I prefer to use a gas grill due to the speed and ease. The newer gas grills cook very evenly and you can control the temperature. To impart a smoked flavor, I always use a cedar plank or wrap for grilling. With charcoal, it takes longer for a meal to cook and controlling the temperature and flare ups can be a challenge.
Q. Many people don"t worry about oiling their grills before use -- is this a forgotten trick?
For beef, oiling the grill is not necessary if you let the meat set out at room temperature for an hour. Beef will, at the very start, stick to the grill but as the meat heats, the marbling will allow it to gradually release. For chicken, pork and fish fillets, if you want to avoid the oil, a neat trick is to heat the grill, cut a raw potato in half, stick a fork in the potato and wipe down the grill with the potato"s flesh. The starch from the potato with seal the small pin holes in the grill, which causes your meat to stick.

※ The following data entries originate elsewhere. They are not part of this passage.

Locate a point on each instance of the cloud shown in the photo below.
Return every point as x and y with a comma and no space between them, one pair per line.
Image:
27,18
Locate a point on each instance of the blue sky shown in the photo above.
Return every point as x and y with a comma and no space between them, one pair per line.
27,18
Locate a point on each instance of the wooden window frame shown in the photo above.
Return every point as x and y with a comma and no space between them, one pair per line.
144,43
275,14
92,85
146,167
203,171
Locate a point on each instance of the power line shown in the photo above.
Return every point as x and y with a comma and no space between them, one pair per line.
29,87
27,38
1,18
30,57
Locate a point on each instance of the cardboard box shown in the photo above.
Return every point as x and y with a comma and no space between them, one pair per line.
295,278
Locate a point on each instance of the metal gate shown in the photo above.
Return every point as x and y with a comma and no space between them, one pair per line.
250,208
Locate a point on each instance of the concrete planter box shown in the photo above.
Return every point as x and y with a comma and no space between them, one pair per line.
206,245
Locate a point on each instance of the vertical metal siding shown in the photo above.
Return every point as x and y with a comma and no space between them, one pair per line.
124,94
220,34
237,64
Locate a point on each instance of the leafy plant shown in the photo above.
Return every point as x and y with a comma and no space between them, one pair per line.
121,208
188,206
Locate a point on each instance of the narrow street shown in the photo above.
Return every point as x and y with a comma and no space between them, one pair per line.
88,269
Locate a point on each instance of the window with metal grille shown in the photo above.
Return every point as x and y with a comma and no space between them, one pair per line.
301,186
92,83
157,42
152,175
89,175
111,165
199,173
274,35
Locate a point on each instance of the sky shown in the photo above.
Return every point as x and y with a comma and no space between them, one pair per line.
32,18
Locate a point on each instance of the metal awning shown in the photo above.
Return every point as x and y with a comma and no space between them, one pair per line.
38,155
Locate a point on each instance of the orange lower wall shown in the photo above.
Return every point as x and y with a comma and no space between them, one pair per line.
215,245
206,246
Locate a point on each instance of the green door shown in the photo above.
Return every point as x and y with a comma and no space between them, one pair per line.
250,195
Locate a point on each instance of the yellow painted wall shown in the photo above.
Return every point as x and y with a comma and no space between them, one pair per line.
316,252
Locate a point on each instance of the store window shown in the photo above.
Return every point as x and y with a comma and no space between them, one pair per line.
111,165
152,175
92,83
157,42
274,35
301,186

Q. How do you know the heat is just right on your grill to start cooking?
For beef and pork I always make sure my grill starts at 400 to 450 degrees to quickly sear the outside and seal in the juices. One trick a professional chef once taught me is to place your hand 1" above the grill and count to 3. If at 1 or 2 it is too hot to hold your hand there, the heat is too high. At 3, it should be perfect. If you count all the way to 10, you forgot to turn on the grill.
Q. Why is it key to allow time for meats to marinate?
You want to ensure you allow time for the marinade to permeate the entire cut of meat. For seafood, marinating for two to three hours is fine, as seafood absorbs flavors very easily. For pork and chicken, I try to let it marinate for at least four hours and for beef at least eight hours (overnight is even better). Also Italian dressing is a great basic marinade. It adds a wonderful flavor and the citric acid in the dressing helps tenderize the meat.
Q. When is the best time to add barbecue sauce to your meats?
Due to the fact almost all BBQ sauce is sugar based, you want to add it in the last minute or two of grilling to prevent the sugar from caramelizing and burning.
Q. Any tips for grilling veggies or tricky items like fish?
With fish, the tendency is to overcook, which will cause it to be dry and tough. A great way to prevent this is to test the fish with a small fork. Once the fillet flakes easily, it is done and you"ll want to remove it from the grill at once. Another tip that will help keep your fish moist is to brush it with mayonnaise or fat-free Greek yogurt before placing it on the grill. Not only will this help prevent the fish from sticking, it will also help keep the fish moist.
Q. Any other sure-fire tips to ensure grilling success?
I always allow my meat to set out at room temperature for one hour before grilling. This allows the meat to quickly sear and seal in the flavor. I season very lightly, mostly with only coarse ground pepper and a light coating of olive oil. If you want to use salt, I prefer doing it afterward to prevent the meat from drying out (salt absorbs moisture). Never use a fork to pierce and turn the meat. This allows the juices to escape. Also never flip your meat more than once. After you remove your meat from the grill, let it rest for four to five minutes. This will allow the meat to relax, become more tender and redistribute the juices. Cutting the meat too soon will allow all the juice to spill out.